LONDON/WASHINGTON, Dec. 11 (Reuters) – A Libyan man accused of making the bomb that killed 270 people after Pan Am Flight 103 blew up over Lockerbie in Scotland in 1988 has been taken into custody in the United States. States, Scottish and US law enforcement officials said Sunday.
Abu Agila Mohammad Mas’ud Kheir Al-Marimi was taken into custody about two years after former US Attorney General Bill Barr first announced that the United States had brought charges against him.
A Justice Department spokesperson confirmed to Reuters on Sunday that the United States has custody of the suspect. Mas’ud is expected to make his first trial in a federal court in Washington.
Details on the timing of the hearing will follow, the spokesperson added.
Court documents describe Mas’ud as an expert bomb maker who joined the Libyan intelligence agency External Security Organization in the 1970s and took part in a number of operations outside Libya, rising to the rank of colonel.
A military source in the Libyan city of Misrata said Mas’ud had flown in from the airport there. Reuters could not immediately determine when.
The families of the victims of the Lockerbie bombing have been told the suspect is in US custody, a spokesman for the Scottish Crown Office and the Procurator Fiscal Service (COPFS) said on Sunday.
The BBC first reported Mas’ud’s arrest.
The bomb on board the Boeing 747 flying from London to New York City killed all 259 people on board and 11 on the ground, Britain’s deadliest militant attack ever.
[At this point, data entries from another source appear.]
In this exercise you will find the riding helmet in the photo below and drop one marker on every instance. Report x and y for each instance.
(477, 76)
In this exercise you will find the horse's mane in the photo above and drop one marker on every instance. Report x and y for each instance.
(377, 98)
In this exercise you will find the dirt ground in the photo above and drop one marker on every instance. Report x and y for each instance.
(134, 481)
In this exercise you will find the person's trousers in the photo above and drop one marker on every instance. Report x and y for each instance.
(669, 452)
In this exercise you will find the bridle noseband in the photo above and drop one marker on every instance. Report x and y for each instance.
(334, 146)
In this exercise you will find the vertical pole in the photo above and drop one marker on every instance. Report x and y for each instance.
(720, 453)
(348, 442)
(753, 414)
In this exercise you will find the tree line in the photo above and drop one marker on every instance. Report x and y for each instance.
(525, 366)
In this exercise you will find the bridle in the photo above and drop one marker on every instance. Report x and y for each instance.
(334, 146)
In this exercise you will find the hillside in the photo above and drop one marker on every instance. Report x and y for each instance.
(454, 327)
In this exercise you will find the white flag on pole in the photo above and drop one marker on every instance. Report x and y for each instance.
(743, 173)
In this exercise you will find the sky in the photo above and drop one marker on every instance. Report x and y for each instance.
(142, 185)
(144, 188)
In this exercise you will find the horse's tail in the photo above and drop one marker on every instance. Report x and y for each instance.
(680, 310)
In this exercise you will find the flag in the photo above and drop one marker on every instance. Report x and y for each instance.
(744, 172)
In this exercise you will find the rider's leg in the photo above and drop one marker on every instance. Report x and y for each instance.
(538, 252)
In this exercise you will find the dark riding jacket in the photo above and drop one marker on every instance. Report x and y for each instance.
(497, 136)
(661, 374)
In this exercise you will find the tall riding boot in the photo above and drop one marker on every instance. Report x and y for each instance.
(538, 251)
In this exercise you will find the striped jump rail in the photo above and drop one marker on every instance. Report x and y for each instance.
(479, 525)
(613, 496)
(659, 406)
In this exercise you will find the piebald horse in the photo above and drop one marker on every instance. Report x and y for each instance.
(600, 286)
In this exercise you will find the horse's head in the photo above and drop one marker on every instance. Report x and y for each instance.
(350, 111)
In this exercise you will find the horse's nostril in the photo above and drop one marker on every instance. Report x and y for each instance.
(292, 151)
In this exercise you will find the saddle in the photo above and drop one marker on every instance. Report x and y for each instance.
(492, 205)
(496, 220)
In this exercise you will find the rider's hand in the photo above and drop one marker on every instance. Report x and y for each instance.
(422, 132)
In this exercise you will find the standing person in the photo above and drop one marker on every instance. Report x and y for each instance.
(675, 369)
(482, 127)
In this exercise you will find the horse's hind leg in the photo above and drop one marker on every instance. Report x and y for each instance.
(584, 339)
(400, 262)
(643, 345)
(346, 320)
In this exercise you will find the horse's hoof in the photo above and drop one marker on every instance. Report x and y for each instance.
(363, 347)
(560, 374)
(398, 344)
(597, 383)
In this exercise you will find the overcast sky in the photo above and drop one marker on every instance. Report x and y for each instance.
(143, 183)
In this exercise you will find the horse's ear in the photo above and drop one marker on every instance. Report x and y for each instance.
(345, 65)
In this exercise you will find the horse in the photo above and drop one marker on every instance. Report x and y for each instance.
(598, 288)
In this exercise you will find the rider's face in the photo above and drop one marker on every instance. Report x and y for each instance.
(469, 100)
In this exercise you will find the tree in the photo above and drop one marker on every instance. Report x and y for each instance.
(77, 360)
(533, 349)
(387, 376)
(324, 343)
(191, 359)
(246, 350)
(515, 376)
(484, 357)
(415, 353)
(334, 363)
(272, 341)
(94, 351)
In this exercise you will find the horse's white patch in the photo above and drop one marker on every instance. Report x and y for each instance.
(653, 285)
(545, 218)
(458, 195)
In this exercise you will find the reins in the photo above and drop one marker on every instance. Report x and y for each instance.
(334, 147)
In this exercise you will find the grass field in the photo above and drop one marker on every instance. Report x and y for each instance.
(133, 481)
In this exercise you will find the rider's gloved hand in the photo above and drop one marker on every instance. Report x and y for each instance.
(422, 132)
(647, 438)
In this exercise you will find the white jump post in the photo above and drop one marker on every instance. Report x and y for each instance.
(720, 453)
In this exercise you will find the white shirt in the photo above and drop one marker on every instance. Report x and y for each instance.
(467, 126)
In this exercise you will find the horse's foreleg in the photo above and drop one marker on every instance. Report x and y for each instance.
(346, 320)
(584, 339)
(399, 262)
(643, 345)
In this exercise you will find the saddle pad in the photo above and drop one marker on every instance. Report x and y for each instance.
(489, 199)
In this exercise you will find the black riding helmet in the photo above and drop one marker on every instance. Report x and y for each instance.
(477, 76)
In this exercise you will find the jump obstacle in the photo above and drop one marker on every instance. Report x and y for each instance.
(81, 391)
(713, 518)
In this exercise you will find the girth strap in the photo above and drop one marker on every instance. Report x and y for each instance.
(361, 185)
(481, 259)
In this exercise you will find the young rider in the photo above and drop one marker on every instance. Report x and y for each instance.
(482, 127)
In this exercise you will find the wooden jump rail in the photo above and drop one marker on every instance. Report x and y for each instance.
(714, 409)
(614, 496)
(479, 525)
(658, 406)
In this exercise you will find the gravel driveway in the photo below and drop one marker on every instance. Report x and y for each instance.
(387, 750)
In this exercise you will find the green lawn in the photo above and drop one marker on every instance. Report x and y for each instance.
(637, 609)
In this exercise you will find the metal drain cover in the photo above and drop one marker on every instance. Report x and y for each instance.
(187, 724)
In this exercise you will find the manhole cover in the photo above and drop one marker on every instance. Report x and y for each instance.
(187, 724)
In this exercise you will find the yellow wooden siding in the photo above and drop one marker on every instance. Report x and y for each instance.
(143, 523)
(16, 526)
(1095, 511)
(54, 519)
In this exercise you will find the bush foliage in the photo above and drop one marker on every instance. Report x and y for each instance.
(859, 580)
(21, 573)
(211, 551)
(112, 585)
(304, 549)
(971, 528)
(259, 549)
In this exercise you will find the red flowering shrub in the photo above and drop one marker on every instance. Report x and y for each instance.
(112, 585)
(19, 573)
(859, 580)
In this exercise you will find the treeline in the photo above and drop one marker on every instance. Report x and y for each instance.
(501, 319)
The crime scene of the attack spanned more than 840 square miles (2,175 square kilometers).
In 1991, two other Libyan intelligence agents were charged with the bombing: Abdel Baset Ali al-Megrahi and Lamen Khalifa Fhimah.
During a Scottish trial before a court in Kamp Zeist in the Netherlands, Megrahi was found guilty of the bombing and given a life sentence in 2001. He was later released as he was suffering from cancer and died at his home in Tripoli in 2012.
Fhimah was cleared of all charges, but Scottish prosecutors have maintained that Megrahi did not act alone.
In 2020, the United States unsealed criminal charges against Mas’ud, a suspected third conspirator, adding that he had worked as a technical expert in building explosives.
At the time of the bombing, U.S. investigators discovered evidence that one of the possible suspects went by the name of “Abu Agela Masud,” but they were unable to locate him, according to an affidavit from an FBI agent supporting the government’s criminal government. complaint.
Decades later, the FBI obtained a copy of an interview of Mas’ud on September 12, 2012, conducted by a Libyan law enforcement official while he was in custody there.
During the interview, Mas’ud “admitted that he built the bomb that brought down Pan Am Flight 103 and that he collaborated with Megrahi and Fhimah to carry out the plot,” the FBI agent’s statement said.
Mas’ud also told the interviewer that he was involved in other similar plots, and said the bombing was ordered by the Libyan intelligence leadership.
He also said that former Libyan leader Muammar Qadaffi, who was killed by rebels in October 2011, “thanked him and other members of the team for their successful attack on the United States.”
The agent who filed the statement said the FBI was able to confirm Mas’ud’s confession during the investigation.
The handover of Mas’ud for trial in the West sparked infighting among Libyan politicians, who are divided between a parliament in the east of the country and a government of national unity in Tripoli.
Some eastern lawmakers accused Prime Minister Abdulhamd al-Dbeibah of complying with Washington’s wishes despite the lack of an extradition treaty.